Here my last words, and the most baffling

  • It is not obvious which words Whitman is calling his “last.” This is not the last poem in Leaves of Grass or even in Calamus, so it does not seem that he is referring only to this poem. He may be indicating the whole Calamus cluster: the poems in which he claims that he will tell us the secret of his nights and days but that there is something terrible that he dares not put into words. However ambiguous, they are his “last words” in the sense of being his most important confession.

  • By calling them “leaves,” Whitman invites us to compare the “frail” Calamus poems to the rest of Leaves of Grass. To be frail is to be easily broken or destroyed; easily led into evil; slight or insubstantial; or physically weak. The Calamus poems are short and slight compared to other Whitman poems, especially his most famous long poems; they are less “substantial” because of their more personal, lyrical bent and (sometime) disavowal of a bardic role; and they are shadowed by a sense of serpentine sin. They portray the poet, and humanity in general, as ethically, spiritually, and physically frail, as in “Not heaving from my ribbed breast only,” with its sighs, cries, and broken oaths. Often, he appears to himself as nothing more than a “shadow likeness.” Unlike the fertility god, triumphant bard, or macho “rough,” the poet in Calamus can be weak, receptive, and dependent on the love of others for his contentment.

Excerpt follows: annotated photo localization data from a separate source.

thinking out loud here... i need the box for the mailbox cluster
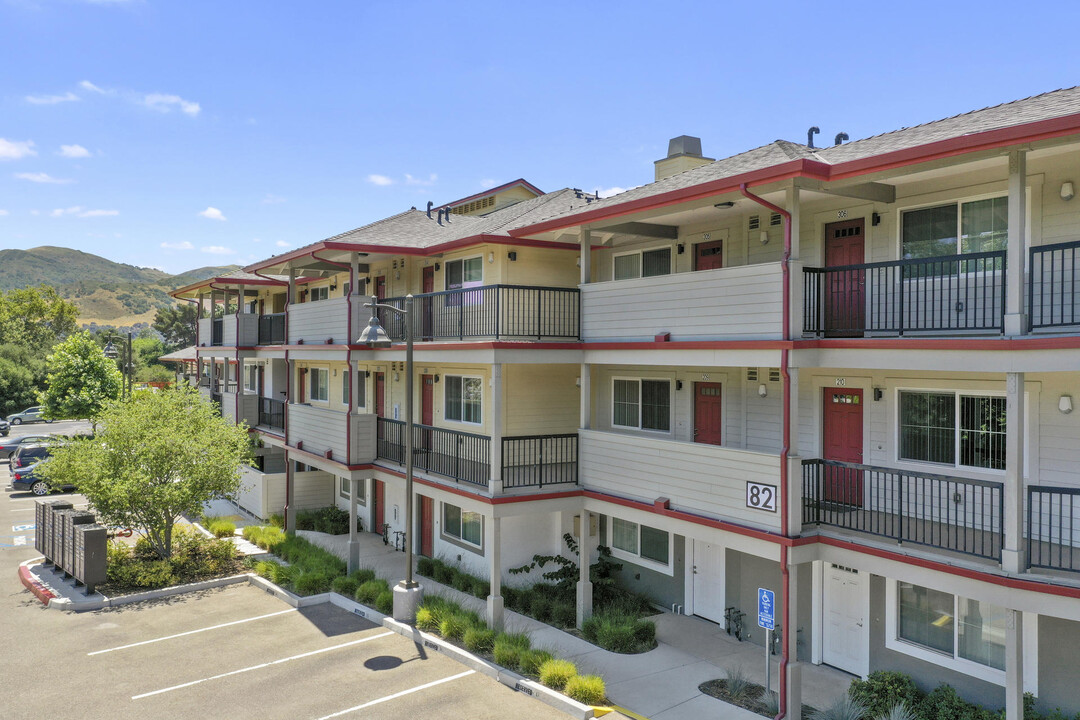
[35,499,107,595]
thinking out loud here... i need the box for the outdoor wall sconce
[365,371,371,378]
[1062,182,1075,201]
[507,251,517,261]
[758,383,768,398]
[434,375,440,383]
[676,380,683,390]
[1060,395,1073,414]
[575,377,581,387]
[330,280,338,291]
[759,231,769,245]
[299,367,308,374]
[488,252,495,263]
[872,212,882,226]
[393,372,400,382]
[677,244,685,254]
[873,388,884,401]
[434,262,441,271]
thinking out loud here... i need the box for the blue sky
[2,0,1078,274]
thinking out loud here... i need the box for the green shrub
[451,569,473,593]
[416,606,439,632]
[493,632,531,671]
[417,557,436,577]
[439,614,468,640]
[519,648,554,676]
[206,519,236,538]
[564,674,606,705]
[919,685,968,720]
[375,590,393,615]
[294,571,331,595]
[356,579,390,604]
[268,513,284,528]
[876,703,918,720]
[351,568,376,584]
[530,595,553,623]
[469,577,490,598]
[503,586,521,611]
[295,506,358,535]
[850,672,924,717]
[538,658,577,690]
[581,606,656,654]
[253,560,280,580]
[549,601,577,629]
[331,576,360,597]
[463,627,496,654]
[133,560,176,588]
[433,560,455,585]
[760,690,781,717]
[269,563,297,586]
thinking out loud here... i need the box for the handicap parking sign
[757,587,775,630]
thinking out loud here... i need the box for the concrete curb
[18,558,56,605]
[245,574,329,607]
[327,591,389,623]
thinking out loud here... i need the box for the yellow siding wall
[503,364,579,436]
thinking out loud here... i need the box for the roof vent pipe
[834,132,849,146]
[807,126,820,149]
[444,207,451,223]
[437,208,444,225]
[426,201,433,218]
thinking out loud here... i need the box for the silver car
[6,406,53,426]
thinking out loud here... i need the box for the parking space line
[89,608,298,656]
[131,631,394,700]
[316,670,476,719]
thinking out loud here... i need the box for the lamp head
[103,341,119,359]
[357,315,392,348]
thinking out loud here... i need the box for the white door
[822,564,867,676]
[692,540,725,624]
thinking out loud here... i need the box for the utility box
[54,510,95,577]
[36,500,73,564]
[73,524,107,595]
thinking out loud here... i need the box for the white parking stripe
[131,631,394,700]
[89,608,298,656]
[316,670,476,719]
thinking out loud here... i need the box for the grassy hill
[0,246,240,327]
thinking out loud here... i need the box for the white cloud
[0,209,8,216]
[16,172,74,184]
[594,186,635,198]
[480,179,496,189]
[58,144,91,158]
[0,138,37,161]
[275,240,291,248]
[51,206,118,217]
[143,93,200,117]
[26,92,80,105]
[80,80,108,94]
[161,241,194,250]
[366,174,394,186]
[198,206,226,221]
[405,173,437,186]
[262,193,286,204]
[201,245,235,255]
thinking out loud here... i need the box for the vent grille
[451,195,496,215]
[746,368,759,382]
[770,213,782,226]
[748,215,760,231]
[769,368,781,382]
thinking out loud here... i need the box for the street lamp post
[103,332,134,400]
[357,294,423,622]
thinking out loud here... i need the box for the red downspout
[739,183,792,720]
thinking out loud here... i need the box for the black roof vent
[807,126,820,149]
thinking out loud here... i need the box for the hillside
[0,246,240,326]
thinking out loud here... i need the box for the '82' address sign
[746,481,777,512]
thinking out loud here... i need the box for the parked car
[0,434,52,461]
[0,418,8,437]
[11,455,72,497]
[11,443,52,470]
[6,406,53,426]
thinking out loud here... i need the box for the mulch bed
[699,679,817,719]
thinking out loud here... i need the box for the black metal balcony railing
[803,251,1006,336]
[1029,240,1080,330]
[502,434,578,489]
[376,418,490,487]
[258,397,285,432]
[258,313,286,345]
[802,459,1004,561]
[377,285,580,342]
[211,317,224,346]
[1027,485,1080,573]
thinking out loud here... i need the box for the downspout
[313,251,355,466]
[739,183,791,720]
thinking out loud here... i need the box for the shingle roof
[158,345,197,363]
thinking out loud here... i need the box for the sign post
[758,587,775,695]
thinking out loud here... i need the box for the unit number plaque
[746,481,777,512]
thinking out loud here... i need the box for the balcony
[288,403,376,465]
[803,251,1006,337]
[375,285,580,342]
[1027,485,1080,573]
[580,264,785,342]
[288,297,349,345]
[212,317,224,346]
[237,461,287,521]
[1029,240,1080,330]
[802,459,1003,561]
[258,313,286,345]
[502,434,578,489]
[578,429,783,531]
[257,397,285,433]
[221,391,258,427]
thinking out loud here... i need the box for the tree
[0,285,79,351]
[39,331,122,425]
[152,303,198,350]
[38,386,252,559]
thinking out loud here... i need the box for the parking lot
[1,455,573,720]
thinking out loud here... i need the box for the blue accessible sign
[757,587,775,630]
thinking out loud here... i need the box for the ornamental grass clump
[538,658,577,691]
[519,648,554,677]
[355,579,390,605]
[463,627,496,654]
[564,674,606,706]
[492,632,531,671]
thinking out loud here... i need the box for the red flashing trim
[353,341,584,352]
[284,443,373,471]
[19,564,56,605]
[582,340,791,351]
[443,179,544,208]
[801,336,1080,351]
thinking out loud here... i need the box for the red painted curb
[19,564,56,606]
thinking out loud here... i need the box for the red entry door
[822,388,864,506]
[374,480,385,533]
[375,373,385,416]
[419,375,434,452]
[422,267,435,340]
[694,383,723,445]
[375,276,387,300]
[695,240,723,271]
[824,219,866,336]
[419,495,433,557]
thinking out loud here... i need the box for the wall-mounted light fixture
[760,231,769,245]
[714,201,735,209]
[434,374,440,383]
[393,372,400,382]
[676,380,683,391]
[873,387,884,401]
[330,280,338,291]
[575,377,581,387]
[576,256,581,267]
[677,244,685,255]
[758,383,768,398]
[872,212,881,226]
[1060,394,1073,414]
[365,371,371,378]
[1062,182,1075,201]
[507,251,517,261]
[434,262,441,271]
[488,252,495,263]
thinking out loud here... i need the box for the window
[610,517,670,567]
[901,197,1008,260]
[445,376,482,424]
[244,364,258,393]
[898,391,1006,470]
[613,247,671,280]
[339,476,350,499]
[446,257,483,291]
[443,502,482,548]
[355,372,367,408]
[895,581,1005,671]
[338,477,366,504]
[309,286,330,302]
[613,379,670,432]
[309,368,329,402]
[342,370,350,405]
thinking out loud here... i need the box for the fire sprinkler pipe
[739,183,792,720]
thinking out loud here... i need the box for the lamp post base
[392,581,424,623]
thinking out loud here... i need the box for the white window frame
[338,476,350,499]
[893,386,1029,476]
[444,256,484,291]
[606,516,673,575]
[444,374,483,426]
[895,189,1033,261]
[244,363,258,394]
[308,367,329,403]
[611,377,672,434]
[355,371,367,410]
[441,501,483,550]
[612,244,673,281]
[309,286,330,302]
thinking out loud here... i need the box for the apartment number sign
[746,481,777,512]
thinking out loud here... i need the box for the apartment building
[174,89,1080,717]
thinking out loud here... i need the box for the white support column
[1006,150,1028,336]
[284,457,296,535]
[489,363,503,494]
[576,509,593,628]
[579,363,591,430]
[786,367,801,536]
[288,269,297,303]
[347,477,361,572]
[1005,609,1024,720]
[787,185,803,339]
[486,514,504,630]
[350,252,361,340]
[783,562,802,717]
[1003,372,1026,573]
[580,227,591,285]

  • These leaves are the frailest, and yet they are they are the “longest” and “strongest” lasting. Whitman stakes a claim for Calamus as his most vital, enduring work, not in spite of its frailty but because of it. In Calamus he “shades down and hides” his thoughts, afraid of “exposing” himself indecently. He relies more on ambiguity and symbolism, and he emphasizes feelings over thoughts. His lyrical feelings about love, friendship, and death “cast into the shade” his more didactic pronouncements.

  • The most common source of shade on a hot day is a tree. Shade is what leaves do for humans. By contrast, to “expose” a human baby means to abandon it to its death; to “expose” people’s secrets is to injure them; to “expose” a person to illness or danger is wrong and indecent. To “shade down” thoughts is to not just to darken them; it is also to relieve (re-leaf) them and help them flourish. Once thoughts have been shaded down, then they can be “exposed” in the positive sense: brought to light, made known, exhibited for public veneration, displayed, offered for sale to a willing public.

  • Whitman does not expose himself; rather, his poems expose him. That helps to explain why he can claim that his Calamus poems are the frailest and yet strongest-lasting: because he has allowed his poems to dominate and overshadow his conscious, intentional self and thus reveal his frailty. Instead of pulling poems into service of his bardic program, he has let the poems pull him into service of their lyrical mission: to say indirectly what he cannot say directly.